Entre las explicaciones que maneja el mercado para este fenómeno, conocido como “efecto septiembre”, el análisis menciona el regreso de los grandes inversores tras el verano boreal, que ajustan sus carteras después de meses de menor actividad, además del cierre del ejercicio fiscal de ciertos fondos de inversión entre septiembre y octubre, lo que los lleva a vender posiciones perdedoras antes de esa fecha.

A esto se suman los períodos de restricción de recompra de acciones que aplican muchas compañías antes de publicar resultados del tercer trimestre, y la concentración de reuniones relevantes de la Reserva Federal y discusiones presupuestarias en Estados Unidos durante ese mes.

S&P 500 llega cerca de máximos históricos

Este año, el S&P 500 llega a septiembre cerca de máximos históricos, tras alcanzar la zona de los 7.799 puntos y acumular un alza cercana a 14% desde enero.

Según el informe, los beneficios corporativos continúan siendo el principal argumento alcista, con una proyección de Goldman Sachs que estima un beneficio por acción de US$ 340 para 2026, un 24% más que el año anterior, y de US$ 385 para 2027.

Pese a ese respaldo, la valoración del índice no es barata, ya que cotiza en torno a 20 veces los beneficios esperados para los próximos doce meses, un múltiplo que ha bajado desde niveles sobre 23 veces porque las estimaciones de beneficios crecen más rápido que el precio, aunque continúa dejando poco margen para decepciones.

A ello se suma un problema de concentración, ya que las compañías de mayor tamaño representan una parte extraordinariamente alta del índice, lo que permite que el S&P 500 suba incluso cuando la mayoría de sus integrantes retrocede.

La Reserva Federal, otro riesgo para el mercado

El segundo gran riesgo identificado por XTB para septiembre es la Reserva Federal, que mantiene su tasa de referencia en el rango de 3,50% a 3,75% en momentos en que la inflación continúa por sobre su objetivo.
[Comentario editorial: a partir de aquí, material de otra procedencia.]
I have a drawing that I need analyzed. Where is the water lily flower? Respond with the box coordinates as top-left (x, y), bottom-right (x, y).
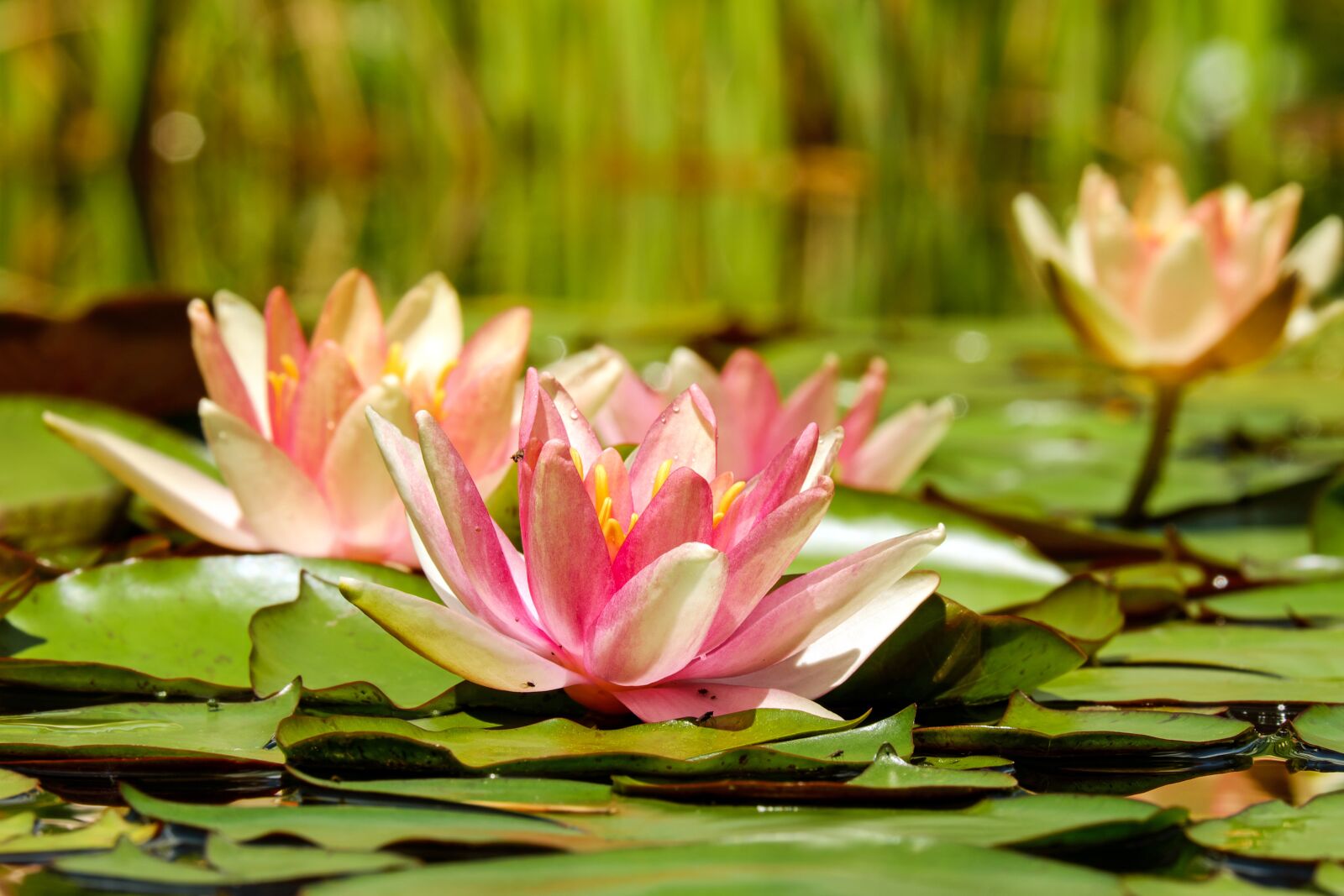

Según el informe, el mercado ha vuelto a contemplar la posibilidad de nuevas alzas de tasas, un escenario que apenas se consideraba meses atrás, lo que resulta particularmente relevante para un índice que cotiza cerca de 20 veces beneficios y que depende en parte de compañías tecnológicas sensibles a las tasas de interés de largo plazo.

Los niveles técnicos que mira el mercado

Desde el punto de vista técnico, el S&P 500 se mantiene por sobre sus medias móviles de 50 y 200 sesiones, ubicadas en torno a los 7.550 y 7.110 puntos, respectivamente, lo que respalda una tendencia principal alcista.

Asimismo, el estudio identifica el nivel de 7.638 puntos como soporte estructural para esa tendencia, mientras que la superación de los 7.755,8 puntos activaría un escenario de continuidad alcista.

Por el contrario, una ruptura sostenida bajo los 7.638 puntos obligaría a cambiar la expectativa hacia un escenario lateral o bajista.